Avec une portée de plus de 10.000 km, ce missile peut atteindre Paris. Sa vitesse de pointe est de sept kilomètres par seconde. Autrement dit, si ce missile est tiré depuis Moscou, il frappe Londres en moins de six minutes. Vladimir Poutine affirme que l’ogive peut traverser le pôle Nord et le pôle Sud. Ce missile est capable de "déjouer tous les systèmes anti-aériens modernes", c’est-à-dire de brouiller les radars, d’après le chef du Kremlin.
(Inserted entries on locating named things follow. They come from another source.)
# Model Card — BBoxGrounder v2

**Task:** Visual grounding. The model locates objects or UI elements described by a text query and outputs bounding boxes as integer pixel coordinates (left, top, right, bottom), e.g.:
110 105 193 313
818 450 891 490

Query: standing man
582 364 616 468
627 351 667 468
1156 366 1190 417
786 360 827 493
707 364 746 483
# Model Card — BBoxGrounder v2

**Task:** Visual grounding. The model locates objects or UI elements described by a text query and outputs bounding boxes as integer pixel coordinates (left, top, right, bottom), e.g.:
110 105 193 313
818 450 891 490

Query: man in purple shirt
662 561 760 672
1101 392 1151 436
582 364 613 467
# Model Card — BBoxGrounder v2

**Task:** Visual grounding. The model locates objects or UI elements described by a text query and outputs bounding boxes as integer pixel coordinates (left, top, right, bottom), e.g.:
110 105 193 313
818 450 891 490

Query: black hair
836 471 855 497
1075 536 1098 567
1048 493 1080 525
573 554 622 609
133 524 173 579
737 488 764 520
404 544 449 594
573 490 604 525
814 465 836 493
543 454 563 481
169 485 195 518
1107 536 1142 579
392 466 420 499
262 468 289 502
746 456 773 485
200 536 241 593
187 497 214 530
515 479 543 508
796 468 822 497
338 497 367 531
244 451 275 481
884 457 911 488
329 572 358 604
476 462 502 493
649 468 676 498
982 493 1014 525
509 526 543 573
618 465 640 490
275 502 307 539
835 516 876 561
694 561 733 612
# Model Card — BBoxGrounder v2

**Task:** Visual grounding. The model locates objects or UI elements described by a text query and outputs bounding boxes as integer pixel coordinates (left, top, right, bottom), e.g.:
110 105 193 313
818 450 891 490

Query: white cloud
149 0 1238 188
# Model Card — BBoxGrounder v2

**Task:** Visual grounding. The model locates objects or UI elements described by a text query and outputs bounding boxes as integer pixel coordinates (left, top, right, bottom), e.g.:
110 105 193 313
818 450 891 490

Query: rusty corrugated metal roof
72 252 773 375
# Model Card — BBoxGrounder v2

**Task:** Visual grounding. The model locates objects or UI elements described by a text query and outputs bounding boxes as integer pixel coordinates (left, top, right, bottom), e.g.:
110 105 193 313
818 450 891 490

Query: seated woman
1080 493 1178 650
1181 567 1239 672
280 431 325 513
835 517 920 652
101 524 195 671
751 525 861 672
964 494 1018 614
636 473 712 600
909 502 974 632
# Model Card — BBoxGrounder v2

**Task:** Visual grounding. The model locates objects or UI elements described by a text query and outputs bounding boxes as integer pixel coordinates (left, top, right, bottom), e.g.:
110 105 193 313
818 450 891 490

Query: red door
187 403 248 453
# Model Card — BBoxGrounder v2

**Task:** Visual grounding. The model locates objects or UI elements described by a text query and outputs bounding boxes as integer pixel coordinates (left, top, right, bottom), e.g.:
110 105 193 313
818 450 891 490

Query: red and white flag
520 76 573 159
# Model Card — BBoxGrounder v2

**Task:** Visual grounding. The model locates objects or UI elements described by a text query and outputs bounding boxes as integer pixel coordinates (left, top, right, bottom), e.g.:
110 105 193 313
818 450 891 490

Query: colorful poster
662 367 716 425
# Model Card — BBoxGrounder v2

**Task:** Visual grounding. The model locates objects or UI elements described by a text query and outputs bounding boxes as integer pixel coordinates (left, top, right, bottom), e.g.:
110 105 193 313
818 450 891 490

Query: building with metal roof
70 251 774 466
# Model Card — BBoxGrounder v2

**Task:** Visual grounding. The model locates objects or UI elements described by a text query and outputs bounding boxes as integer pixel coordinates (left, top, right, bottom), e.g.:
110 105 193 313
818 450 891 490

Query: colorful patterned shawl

Dans une vidéo, le porte-parole du ministère russe de la Défense, Igor Konachenkov, a affirmé que le tir avait lieu à 15H12 depuis l'aire de lancement de Plessetsk, dans la région d'Arkhanguelsk (nord-ouest). Le missile a atteint ensuite comme prévu une cible sur un autre terrain militaire, celui de Koura, sur la péninsule russe du Kamtchatka, en Extrême-Orient, à plus de 6.000 kilomètres de là. Vladimir Poutine déclare :

C'est véritablement une arme unique qui va renforcer le potentiel militaire de nos forces armées, qui assurera la sécurité de la Russie face aux menaces extérieures et qui fera réfléchir à deux fois ceux qui essayent de menacer notre pays avec une rhétorique déchaînée et agressive.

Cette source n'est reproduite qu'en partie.